TEMPO.CO, Jakarta - Manajemen PT Freeport Indonesia akan menutup operasional tambang emas terbuka di Grasberg, Kabupaten Mimika, Provinsi Papua. Hal tersebut tentunya akan berdampak pada jumlah produksi perusahaan mulai tahun depan.
EVP Sustainable Development PT Freeport Indonesia Sony Prasetyo mengatakan produksi Freeport pada 2019 akan berkurang 80 ribu ton per hari dari yang sebelumnya bisa mencapai 200-an ribu ton per harinya.
Baca juga: Freeport Sepakat Konversi Saham Rio Tinto
"Ini kondisi teknis, tambang terbuka di Grasberg sudah mau tutup. Pada 2019 diperkirakan berhenti, sekarang sudah tidak bisa lagi dieksploitasi. Satu-satunya jalan adalah kita eksploitasi dari bawah atau underground," kata Sony di Timika, Senin, 16 April 2018.
Sementara itu, kata Sony, eksploitasi di bawah tanah belum siap karena masih ada yang harus diselesaikan, di antaranya perizinan pertambangannya. Kendati demikian, jikalau pemerintah memberikan izin eksploitasi tambang bawah tanah, belum bisa maksimal sampai 2021 atau 2023.
"Jadi ini masalah wajar, karena berkaitan dengan aturan dan jelas berdampak pada produksi karena tambang terbuka mulai berkurang, sedangkan underground belum maksimal, untuk itu butuh waktu," ujarnya.
Situasi tersebut, Sony mengakui, akan berdampak pada beberapa hal. Salah satunya pendapatan. Selain itu, ketika ditanya ihwal adanya kemungkinan efisiensi karyawan, kata Sony, hal tersebut tidak mudah.
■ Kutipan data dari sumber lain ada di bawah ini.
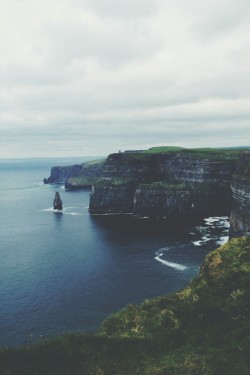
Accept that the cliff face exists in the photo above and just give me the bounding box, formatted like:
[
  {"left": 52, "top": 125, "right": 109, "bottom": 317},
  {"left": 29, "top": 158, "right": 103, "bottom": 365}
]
[
  {"left": 230, "top": 152, "right": 250, "bottom": 236},
  {"left": 89, "top": 150, "right": 237, "bottom": 218},
  {"left": 134, "top": 183, "right": 230, "bottom": 218},
  {"left": 89, "top": 179, "right": 136, "bottom": 213},
  {"left": 44, "top": 160, "right": 104, "bottom": 188},
  {"left": 102, "top": 152, "right": 235, "bottom": 184},
  {"left": 43, "top": 148, "right": 250, "bottom": 230},
  {"left": 44, "top": 165, "right": 83, "bottom": 184}
]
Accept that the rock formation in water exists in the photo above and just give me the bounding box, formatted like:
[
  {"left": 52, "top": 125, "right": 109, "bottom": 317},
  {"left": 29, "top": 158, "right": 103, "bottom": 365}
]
[
  {"left": 230, "top": 151, "right": 250, "bottom": 237},
  {"left": 53, "top": 192, "right": 63, "bottom": 210}
]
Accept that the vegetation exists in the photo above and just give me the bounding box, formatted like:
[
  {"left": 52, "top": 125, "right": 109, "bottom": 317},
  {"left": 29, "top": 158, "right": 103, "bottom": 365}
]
[
  {"left": 137, "top": 181, "right": 226, "bottom": 192},
  {"left": 94, "top": 178, "right": 134, "bottom": 187},
  {"left": 145, "top": 146, "right": 185, "bottom": 153},
  {"left": 126, "top": 146, "right": 250, "bottom": 161},
  {"left": 85, "top": 158, "right": 105, "bottom": 165},
  {"left": 66, "top": 176, "right": 100, "bottom": 187},
  {"left": 1, "top": 237, "right": 250, "bottom": 374}
]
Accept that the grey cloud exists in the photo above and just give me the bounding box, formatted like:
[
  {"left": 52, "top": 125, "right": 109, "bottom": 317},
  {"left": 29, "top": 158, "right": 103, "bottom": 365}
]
[
  {"left": 82, "top": 0, "right": 157, "bottom": 20},
  {"left": 183, "top": 0, "right": 250, "bottom": 40},
  {"left": 45, "top": 19, "right": 161, "bottom": 69},
  {"left": 0, "top": 0, "right": 250, "bottom": 158}
]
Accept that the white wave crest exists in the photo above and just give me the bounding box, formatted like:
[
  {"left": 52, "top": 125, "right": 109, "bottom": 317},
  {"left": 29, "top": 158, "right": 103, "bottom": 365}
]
[
  {"left": 42, "top": 207, "right": 54, "bottom": 212},
  {"left": 64, "top": 212, "right": 83, "bottom": 216},
  {"left": 154, "top": 255, "right": 188, "bottom": 271},
  {"left": 191, "top": 240, "right": 203, "bottom": 246},
  {"left": 216, "top": 236, "right": 229, "bottom": 245}
]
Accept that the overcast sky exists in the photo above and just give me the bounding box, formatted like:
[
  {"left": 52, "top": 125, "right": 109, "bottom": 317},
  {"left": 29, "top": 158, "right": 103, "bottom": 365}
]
[{"left": 1, "top": 0, "right": 250, "bottom": 157}]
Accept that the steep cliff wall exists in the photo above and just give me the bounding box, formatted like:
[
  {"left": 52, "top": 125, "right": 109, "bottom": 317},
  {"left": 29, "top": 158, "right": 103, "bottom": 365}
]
[
  {"left": 90, "top": 149, "right": 238, "bottom": 218},
  {"left": 230, "top": 152, "right": 250, "bottom": 236},
  {"left": 89, "top": 179, "right": 136, "bottom": 213},
  {"left": 102, "top": 151, "right": 236, "bottom": 184},
  {"left": 134, "top": 182, "right": 230, "bottom": 218}
]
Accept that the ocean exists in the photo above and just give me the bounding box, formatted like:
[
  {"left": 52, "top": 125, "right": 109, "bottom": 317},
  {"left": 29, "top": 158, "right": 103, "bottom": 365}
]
[{"left": 0, "top": 158, "right": 229, "bottom": 347}]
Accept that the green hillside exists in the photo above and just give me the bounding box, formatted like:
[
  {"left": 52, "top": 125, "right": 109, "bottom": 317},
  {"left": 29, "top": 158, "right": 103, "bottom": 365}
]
[{"left": 1, "top": 237, "right": 249, "bottom": 374}]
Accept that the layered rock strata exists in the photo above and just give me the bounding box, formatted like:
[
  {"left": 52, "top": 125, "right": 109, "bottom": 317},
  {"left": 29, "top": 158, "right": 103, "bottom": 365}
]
[
  {"left": 230, "top": 152, "right": 250, "bottom": 236},
  {"left": 134, "top": 182, "right": 230, "bottom": 218},
  {"left": 89, "top": 150, "right": 237, "bottom": 218}
]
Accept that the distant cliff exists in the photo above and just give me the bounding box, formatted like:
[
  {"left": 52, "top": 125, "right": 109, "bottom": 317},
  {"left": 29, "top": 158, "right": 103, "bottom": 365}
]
[
  {"left": 89, "top": 148, "right": 240, "bottom": 219},
  {"left": 44, "top": 159, "right": 104, "bottom": 188}
]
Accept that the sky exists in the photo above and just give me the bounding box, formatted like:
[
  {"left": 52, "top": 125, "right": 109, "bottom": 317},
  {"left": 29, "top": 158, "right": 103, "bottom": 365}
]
[{"left": 0, "top": 0, "right": 250, "bottom": 158}]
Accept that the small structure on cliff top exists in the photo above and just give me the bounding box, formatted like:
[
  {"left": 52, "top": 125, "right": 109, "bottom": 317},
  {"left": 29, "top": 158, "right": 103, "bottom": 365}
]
[{"left": 53, "top": 192, "right": 63, "bottom": 211}]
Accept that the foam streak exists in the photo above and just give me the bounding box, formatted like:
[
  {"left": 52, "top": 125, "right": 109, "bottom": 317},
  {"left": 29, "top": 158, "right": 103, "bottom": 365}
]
[{"left": 154, "top": 255, "right": 187, "bottom": 271}]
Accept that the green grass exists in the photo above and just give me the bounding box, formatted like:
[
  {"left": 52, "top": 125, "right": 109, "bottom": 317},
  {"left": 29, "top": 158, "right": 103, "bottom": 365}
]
[
  {"left": 94, "top": 178, "right": 134, "bottom": 187},
  {"left": 121, "top": 146, "right": 247, "bottom": 162},
  {"left": 85, "top": 158, "right": 105, "bottom": 165},
  {"left": 136, "top": 181, "right": 223, "bottom": 192},
  {"left": 145, "top": 146, "right": 185, "bottom": 153},
  {"left": 1, "top": 237, "right": 250, "bottom": 374},
  {"left": 66, "top": 176, "right": 100, "bottom": 187}
]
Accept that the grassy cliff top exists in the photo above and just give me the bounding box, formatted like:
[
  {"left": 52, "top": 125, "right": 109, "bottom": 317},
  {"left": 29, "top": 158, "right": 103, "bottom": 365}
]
[
  {"left": 136, "top": 181, "right": 223, "bottom": 191},
  {"left": 121, "top": 146, "right": 250, "bottom": 161},
  {"left": 94, "top": 177, "right": 134, "bottom": 186},
  {"left": 85, "top": 158, "right": 105, "bottom": 165},
  {"left": 1, "top": 237, "right": 250, "bottom": 374}
]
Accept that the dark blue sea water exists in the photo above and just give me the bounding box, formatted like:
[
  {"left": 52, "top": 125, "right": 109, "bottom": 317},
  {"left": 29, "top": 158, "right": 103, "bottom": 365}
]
[{"left": 0, "top": 158, "right": 229, "bottom": 347}]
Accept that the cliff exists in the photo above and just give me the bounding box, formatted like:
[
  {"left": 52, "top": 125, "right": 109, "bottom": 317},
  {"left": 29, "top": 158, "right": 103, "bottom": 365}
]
[
  {"left": 230, "top": 152, "right": 250, "bottom": 236},
  {"left": 44, "top": 159, "right": 104, "bottom": 188},
  {"left": 134, "top": 182, "right": 230, "bottom": 218},
  {"left": 89, "top": 148, "right": 239, "bottom": 218},
  {"left": 1, "top": 237, "right": 249, "bottom": 374}
]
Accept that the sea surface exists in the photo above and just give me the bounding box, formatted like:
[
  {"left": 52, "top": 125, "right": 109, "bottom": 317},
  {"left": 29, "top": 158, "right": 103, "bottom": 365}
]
[{"left": 0, "top": 158, "right": 230, "bottom": 347}]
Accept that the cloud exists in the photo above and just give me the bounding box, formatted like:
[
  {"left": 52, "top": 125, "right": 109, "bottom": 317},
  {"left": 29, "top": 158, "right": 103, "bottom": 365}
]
[{"left": 0, "top": 0, "right": 250, "bottom": 157}]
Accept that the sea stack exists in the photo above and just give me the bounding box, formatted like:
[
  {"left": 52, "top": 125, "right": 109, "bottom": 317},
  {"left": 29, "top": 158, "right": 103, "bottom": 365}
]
[{"left": 53, "top": 192, "right": 63, "bottom": 211}]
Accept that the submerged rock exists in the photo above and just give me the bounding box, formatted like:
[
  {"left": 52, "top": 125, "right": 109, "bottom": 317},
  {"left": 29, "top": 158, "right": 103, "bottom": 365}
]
[{"left": 53, "top": 192, "right": 63, "bottom": 211}]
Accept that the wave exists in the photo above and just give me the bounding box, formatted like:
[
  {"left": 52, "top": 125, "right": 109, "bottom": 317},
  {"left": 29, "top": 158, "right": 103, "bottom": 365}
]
[
  {"left": 154, "top": 248, "right": 188, "bottom": 271},
  {"left": 42, "top": 207, "right": 55, "bottom": 212},
  {"left": 42, "top": 207, "right": 82, "bottom": 215},
  {"left": 154, "top": 255, "right": 188, "bottom": 271},
  {"left": 216, "top": 236, "right": 229, "bottom": 245},
  {"left": 64, "top": 212, "right": 83, "bottom": 216}
]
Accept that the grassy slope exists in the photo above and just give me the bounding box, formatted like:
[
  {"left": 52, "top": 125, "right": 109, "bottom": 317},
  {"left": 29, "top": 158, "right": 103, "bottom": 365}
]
[
  {"left": 139, "top": 146, "right": 249, "bottom": 160},
  {"left": 0, "top": 237, "right": 250, "bottom": 374},
  {"left": 66, "top": 159, "right": 105, "bottom": 187}
]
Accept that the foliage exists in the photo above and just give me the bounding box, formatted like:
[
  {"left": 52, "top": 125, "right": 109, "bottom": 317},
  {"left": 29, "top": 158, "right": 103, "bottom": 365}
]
[
  {"left": 136, "top": 181, "right": 226, "bottom": 193},
  {"left": 138, "top": 146, "right": 248, "bottom": 160},
  {"left": 94, "top": 178, "right": 134, "bottom": 187},
  {"left": 85, "top": 158, "right": 106, "bottom": 165},
  {"left": 1, "top": 237, "right": 250, "bottom": 374}
]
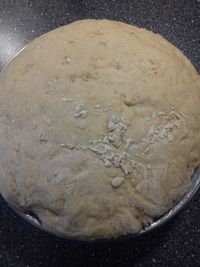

"Saya belum melihat itu. Bagi perusahaan ini (Freeport), karyawan adalah aset yang berharga, jadi tidak akan mudah. Itu wajar saja bagaimana efisiensi dalam bisnis, tapi sekali lagi yang saya sampaikan adalah bahwa tidak akan mudah, apalagi sampai PHK. Mungkin itu jauh," katanya.